Climate is arguably the most important component of viticultural terroir. Averaged growing season temperature, in particular, is a key consideration during vineyard establishment and subsequent management due its varied effect on the phenology of different winegrape cultivars. Spatial modelling of grapevine phenology, using raster maps of temporally averaged climate data, provides indicative terroir suitability for winegrape production across large areas. Modifying the base temperature maps, by adding GCM-generated temperature anomalies, winegrape growing conditions can be additionally modelled across different warming scenarios.
Inferred projected phenological changes may require significant adaptive vineyard management. Under warmer conditions, veraison (berry ripening) is projected to occur during a warmer time of year, causing an undesirably short ripening period. An earlier budbreak may increase the probability of exposure to early frosts, leading to potential falls in overall productivity. An extended post-harvest period, where grapevines continue to photosynthesise longer after harvest, may lead to an increase in stored carbohydrates to be utilised in the following season.
Winegrape growers are able to use modelling outputs to improve their long-term decision making. A valuable approach is using climate analogues, where a vineyard manager investigates projected future temperatures of their resident region to those that are similar to recent conditions of another region. By considering what varieties and cultural practices work well in the analogue region, the winegrape grower is better equipped to manage change.

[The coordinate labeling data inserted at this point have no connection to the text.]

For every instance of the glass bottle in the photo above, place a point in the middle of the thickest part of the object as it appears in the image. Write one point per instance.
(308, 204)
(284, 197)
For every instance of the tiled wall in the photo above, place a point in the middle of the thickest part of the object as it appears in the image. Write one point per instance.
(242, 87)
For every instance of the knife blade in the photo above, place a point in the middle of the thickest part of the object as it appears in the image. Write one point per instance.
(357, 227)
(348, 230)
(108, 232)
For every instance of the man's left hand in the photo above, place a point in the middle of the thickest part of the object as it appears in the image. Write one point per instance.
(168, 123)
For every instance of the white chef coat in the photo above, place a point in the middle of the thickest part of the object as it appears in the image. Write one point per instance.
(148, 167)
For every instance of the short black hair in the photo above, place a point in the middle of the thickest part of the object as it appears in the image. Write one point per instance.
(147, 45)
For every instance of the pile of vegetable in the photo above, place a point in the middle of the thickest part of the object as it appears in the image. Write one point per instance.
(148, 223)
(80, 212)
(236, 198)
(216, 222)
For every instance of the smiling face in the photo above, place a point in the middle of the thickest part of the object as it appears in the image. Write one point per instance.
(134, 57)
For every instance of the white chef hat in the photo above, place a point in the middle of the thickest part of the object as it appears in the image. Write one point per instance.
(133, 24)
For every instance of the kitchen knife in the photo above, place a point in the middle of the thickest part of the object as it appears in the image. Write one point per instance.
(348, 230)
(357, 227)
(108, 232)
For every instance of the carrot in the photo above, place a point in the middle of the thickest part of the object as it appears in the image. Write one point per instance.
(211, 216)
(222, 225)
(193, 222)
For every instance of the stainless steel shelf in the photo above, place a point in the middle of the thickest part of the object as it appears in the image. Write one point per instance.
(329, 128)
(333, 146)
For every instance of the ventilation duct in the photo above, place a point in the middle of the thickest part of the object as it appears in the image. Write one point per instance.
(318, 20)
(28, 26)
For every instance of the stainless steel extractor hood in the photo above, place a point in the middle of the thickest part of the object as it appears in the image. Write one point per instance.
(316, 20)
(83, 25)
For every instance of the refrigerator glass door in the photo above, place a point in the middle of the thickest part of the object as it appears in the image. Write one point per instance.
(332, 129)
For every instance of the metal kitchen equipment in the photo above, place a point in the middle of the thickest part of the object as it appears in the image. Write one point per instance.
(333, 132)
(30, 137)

For example, different winegrape varieties tend to be suited to particular temperature regimes; grapevine varieties for new vineyards can be selected to better suit the projected climate.
While recent modelling of grapevine phenology has broadly enabled winegrape producers plan for a warmer climate, additional quantification of productivity risks is needed, including spatial data around the projected frequency of early season frosts, extreme heat events at key phenological stages, and stored water availability for irrigation.